Guide to Programming in JavaScript, A ..... 75

Meaning of Life, The ...................... 12

Very Merry Christmas, A ................... 56

Is there a clever way to do it (semi) automatically?

This topic has been closed for replies.

4 replies

Peter Kahrel
Community Expert
Community Expert
April 24, 2018

Index is the way to go. What Ariel suggests (if I understand him correctly) is to move any articles to the end of qualifying entries, generate the toc, then move any articles back. That produces a correctly sorted toc with articles after the entries. But it looks like a risky undertaking, especially compared with Jongware's index method.
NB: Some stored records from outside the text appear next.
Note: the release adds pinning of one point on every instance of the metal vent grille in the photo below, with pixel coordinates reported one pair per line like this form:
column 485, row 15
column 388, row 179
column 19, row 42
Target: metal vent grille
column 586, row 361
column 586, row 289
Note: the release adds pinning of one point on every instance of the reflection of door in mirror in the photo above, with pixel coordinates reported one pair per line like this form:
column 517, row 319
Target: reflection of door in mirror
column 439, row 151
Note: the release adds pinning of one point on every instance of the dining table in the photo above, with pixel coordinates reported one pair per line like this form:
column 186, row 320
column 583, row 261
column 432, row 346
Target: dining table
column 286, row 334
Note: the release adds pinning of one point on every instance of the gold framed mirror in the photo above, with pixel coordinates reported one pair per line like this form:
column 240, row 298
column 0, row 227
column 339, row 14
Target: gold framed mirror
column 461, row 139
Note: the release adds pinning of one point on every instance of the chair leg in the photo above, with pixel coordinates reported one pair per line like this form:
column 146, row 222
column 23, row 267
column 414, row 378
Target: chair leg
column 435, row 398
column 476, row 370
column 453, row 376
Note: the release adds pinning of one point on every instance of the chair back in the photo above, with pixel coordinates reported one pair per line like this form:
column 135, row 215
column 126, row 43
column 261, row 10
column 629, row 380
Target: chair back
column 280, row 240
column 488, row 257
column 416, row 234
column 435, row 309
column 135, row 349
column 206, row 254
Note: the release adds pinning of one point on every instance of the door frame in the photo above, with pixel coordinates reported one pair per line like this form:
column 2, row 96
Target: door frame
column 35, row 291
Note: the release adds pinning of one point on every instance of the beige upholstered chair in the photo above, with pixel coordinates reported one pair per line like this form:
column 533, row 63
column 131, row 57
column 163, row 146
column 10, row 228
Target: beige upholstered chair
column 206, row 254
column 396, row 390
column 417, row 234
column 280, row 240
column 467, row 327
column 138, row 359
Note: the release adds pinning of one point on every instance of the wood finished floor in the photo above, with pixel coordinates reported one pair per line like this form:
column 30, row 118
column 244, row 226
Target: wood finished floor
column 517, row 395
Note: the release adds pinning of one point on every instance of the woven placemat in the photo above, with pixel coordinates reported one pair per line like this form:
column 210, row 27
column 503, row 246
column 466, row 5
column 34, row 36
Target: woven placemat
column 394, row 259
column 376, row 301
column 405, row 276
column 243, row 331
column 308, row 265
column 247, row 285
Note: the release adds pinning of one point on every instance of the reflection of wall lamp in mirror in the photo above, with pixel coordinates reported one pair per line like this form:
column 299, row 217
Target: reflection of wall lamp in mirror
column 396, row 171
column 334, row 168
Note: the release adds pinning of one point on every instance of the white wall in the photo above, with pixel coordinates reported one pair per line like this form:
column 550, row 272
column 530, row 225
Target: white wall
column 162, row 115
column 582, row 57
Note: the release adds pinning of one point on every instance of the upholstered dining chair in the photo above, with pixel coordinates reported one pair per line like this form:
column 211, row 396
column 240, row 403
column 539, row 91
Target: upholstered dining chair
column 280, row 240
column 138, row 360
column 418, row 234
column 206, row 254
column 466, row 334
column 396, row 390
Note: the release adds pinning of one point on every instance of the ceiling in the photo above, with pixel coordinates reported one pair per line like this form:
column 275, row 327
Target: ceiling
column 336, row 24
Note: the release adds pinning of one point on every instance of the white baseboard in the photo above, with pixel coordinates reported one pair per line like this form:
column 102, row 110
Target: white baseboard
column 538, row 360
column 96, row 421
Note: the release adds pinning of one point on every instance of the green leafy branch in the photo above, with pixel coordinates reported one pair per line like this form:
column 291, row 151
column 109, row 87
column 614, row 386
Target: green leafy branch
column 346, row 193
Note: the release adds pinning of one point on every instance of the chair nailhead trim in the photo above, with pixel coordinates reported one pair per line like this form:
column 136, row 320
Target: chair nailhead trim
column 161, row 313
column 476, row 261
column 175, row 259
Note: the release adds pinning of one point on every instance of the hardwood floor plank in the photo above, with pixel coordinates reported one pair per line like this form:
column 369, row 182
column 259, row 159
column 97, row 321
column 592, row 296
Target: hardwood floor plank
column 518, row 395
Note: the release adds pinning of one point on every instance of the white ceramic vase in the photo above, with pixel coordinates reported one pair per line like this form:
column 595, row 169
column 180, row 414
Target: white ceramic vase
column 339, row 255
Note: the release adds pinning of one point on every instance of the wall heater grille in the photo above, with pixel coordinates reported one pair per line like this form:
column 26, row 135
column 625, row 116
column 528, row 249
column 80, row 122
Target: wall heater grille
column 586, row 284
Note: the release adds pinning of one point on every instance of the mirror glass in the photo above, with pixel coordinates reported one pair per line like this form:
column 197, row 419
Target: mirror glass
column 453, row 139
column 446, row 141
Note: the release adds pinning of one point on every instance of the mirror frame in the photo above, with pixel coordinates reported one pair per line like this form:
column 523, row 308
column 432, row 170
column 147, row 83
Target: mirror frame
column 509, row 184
Besides, what Printhouse showed looks more like an index than a toc, and maybe Printhouse, like so many people, simply confused toc and index.

By the way, Theunis, interesting match() you have there:

.match('^'+articles+' ', 'i')

didn't know you could do things like that.

PrintHouse
Inspiring
April 24, 2018

Thanks, I haven't confused anything I'm using a TOC because there are several similar TOCs in different places in the book based on different categories of titles. Some in alphabetical order, some not. Besides, I believe you can have just one index per document, so that won't cut it. Don't ask why, that's how the book was designed before dawn of time. I'm just trying to ease my pain of putting it all together

Having said that, I now think I should have a script that I would use to update a TOC instead using the menu command. That script would: update a TOC, run GREP on it to find The, A, An like so ^(The) ((?<=^The ).*?(?=\t)) and move them before TAB like so $2, $1, then (optionally) sort the whole TOC alphabetically.

What do you think?

TᴀW
Legend
April 24, 2018

Perhaps the solution is to generate the TOC once, modify as needed once, and convert all the page numbers to live cross-references which will update automatically?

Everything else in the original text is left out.